Well that’s my school so now for Makuhari itself. It is a lot like Bury, our home back in England. There are a wide variety of restaurants and shops to explore on a quiet weekend with plenty of coffee shops and an outlet mall to pass the time. And because eating out is so much cheaper here, we’ve got a few favourite restaurants. There’s a couple of Italians which are delicious but we are a huge fan of Yakiniku, otherwise known as Korean BBQ. For those who have no idea what it is (like us when we arrived) it’s where you sit around a table that has a BBQ grill in the middle. You order raw meat, fish or vegetables and cook it yourselves… Amazing!! Oh and don’t forget sushi row where you can eat nearly 15 plates and it costs you less than £10!!

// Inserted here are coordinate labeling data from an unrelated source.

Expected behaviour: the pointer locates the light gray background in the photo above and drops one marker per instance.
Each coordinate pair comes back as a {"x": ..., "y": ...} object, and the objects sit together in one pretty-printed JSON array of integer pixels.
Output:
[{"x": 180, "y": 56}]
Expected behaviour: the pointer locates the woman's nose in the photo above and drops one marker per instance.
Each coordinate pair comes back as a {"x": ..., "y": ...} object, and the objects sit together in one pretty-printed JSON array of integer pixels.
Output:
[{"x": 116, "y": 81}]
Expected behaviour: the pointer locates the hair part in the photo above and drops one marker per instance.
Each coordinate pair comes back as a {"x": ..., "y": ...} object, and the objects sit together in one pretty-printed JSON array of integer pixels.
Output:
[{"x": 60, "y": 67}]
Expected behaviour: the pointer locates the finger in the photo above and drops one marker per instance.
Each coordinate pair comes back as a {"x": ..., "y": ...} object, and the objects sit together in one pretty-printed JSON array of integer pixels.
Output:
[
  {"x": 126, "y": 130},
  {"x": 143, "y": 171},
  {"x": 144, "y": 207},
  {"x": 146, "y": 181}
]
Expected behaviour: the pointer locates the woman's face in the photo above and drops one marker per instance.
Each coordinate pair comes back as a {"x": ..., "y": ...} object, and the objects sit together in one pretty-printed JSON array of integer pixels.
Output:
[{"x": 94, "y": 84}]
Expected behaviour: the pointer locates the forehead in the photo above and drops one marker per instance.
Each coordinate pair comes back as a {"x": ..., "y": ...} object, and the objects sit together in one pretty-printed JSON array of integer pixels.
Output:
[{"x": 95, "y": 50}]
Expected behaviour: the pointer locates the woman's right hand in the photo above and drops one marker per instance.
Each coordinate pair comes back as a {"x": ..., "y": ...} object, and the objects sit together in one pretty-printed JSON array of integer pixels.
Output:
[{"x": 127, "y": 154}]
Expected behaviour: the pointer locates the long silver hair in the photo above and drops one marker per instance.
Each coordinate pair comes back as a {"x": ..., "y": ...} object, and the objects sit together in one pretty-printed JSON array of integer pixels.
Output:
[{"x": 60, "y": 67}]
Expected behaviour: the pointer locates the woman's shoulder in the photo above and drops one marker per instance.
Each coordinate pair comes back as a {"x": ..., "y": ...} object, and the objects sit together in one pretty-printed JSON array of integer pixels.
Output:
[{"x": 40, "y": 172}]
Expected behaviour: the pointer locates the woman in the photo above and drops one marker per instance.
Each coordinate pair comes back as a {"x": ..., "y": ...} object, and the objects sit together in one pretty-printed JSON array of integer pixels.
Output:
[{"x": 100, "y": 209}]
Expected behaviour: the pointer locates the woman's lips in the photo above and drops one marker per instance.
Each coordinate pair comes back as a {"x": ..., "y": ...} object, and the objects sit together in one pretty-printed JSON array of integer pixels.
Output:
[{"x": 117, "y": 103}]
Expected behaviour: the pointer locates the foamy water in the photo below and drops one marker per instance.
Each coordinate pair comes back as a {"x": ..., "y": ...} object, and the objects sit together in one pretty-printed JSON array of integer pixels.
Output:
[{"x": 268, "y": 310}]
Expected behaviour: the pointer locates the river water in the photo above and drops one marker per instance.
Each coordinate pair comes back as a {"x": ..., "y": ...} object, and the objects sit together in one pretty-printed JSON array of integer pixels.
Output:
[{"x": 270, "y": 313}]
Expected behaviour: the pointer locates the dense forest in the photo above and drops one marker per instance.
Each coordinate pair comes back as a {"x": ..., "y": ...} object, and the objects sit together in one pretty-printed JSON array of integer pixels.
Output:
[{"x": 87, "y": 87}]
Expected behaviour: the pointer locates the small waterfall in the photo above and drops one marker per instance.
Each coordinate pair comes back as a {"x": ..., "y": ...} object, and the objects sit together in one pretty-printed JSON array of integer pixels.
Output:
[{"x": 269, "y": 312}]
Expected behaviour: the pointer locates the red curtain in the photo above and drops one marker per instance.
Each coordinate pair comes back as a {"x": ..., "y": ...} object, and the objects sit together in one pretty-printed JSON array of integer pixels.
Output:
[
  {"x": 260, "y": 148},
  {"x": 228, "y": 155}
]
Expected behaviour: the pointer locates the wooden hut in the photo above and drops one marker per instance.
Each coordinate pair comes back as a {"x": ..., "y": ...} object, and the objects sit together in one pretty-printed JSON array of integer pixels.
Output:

As well as restaurants and shops there is a British Pub that we often go to after work at the end of the week. It sells beer and alcohol and serves food but it is about as British as a dry summer. Firstly, you are shown to your seat, you have to stand in a single queue to order and you can’t drink at the bar. Unfortunately smoking is still allowed there too which means Fabreeze is well and truly being kept in business with the amount of de-smoking we have to do. However, all that said, a pint-sized Malibu and coke only costs £2.
So that’s where we live and where I work, so what is it like to live in Japan? Well it has its positives and negatives like any home and we love so much about living here but the language is still a challenge.
Now don’t get me wrong, we’ve mastered the art of ordering food, going to the shop and Rob is an expert at the post office but this is assuming that everything goes to plan. That all the food you’ve ordered turns up or the clothing you’ve bought doesn’t need returning. It’s when things don’t go to plan that it becomes difficult and uncomfortable. First you are bombarded with words you didn’t expect or don’t understand. You ask them to repeat it (Moichido onegaimasu) and then panic sets in and all you can do is pull the face. The stretched mouth and clenched teeth that clearly shows you don’t understand. But alas, they don’t see it. You then move on to… Wakarimasen (I don’t understand). Now they look uncomfortable. They don’t know English and why should they? You have chosen to live in Japan, you should have a better grasp of language by now surely but shamefully it is still not good enough, so now you feel even more uncomfortable and responsible for the joint awkwardness. They resort to pointing and choosing the odd Japanese word for their own comfort and you finally reach an understanding and so you leave achieving your goal but with absolute no desire to return because of the embarrassment. This is pretty much the routine and luckily the people are kind and friendly. So many Japanese people are willing to go out of their way to help you, even if it puts them out. They are a nation of people who do not like confrontation and follow the rules. Unfortunately they also like to stand uncomfortably close to you too. It appears that the average radius distance for what is considered acceptable personal space is much bigger in Britain than in Japan . They truly are some of the nicest people but their ability to gauge the size of a gap without bumping into you or touching you is shocking! Something my husband is finding increasingly difficult on his train journeys into Tokyo!
So this is just a small insight into our life here in Japan. Really this blog could have gone on for another 2000 words, speaking about Amazon Japan and its amazing cash on delivery service, or the stationary gold mine that is the 100 yen shop or even the pet mall that sells bridesmaid dresses for dogs and a doggy swimming pool, but I’ll save that for later.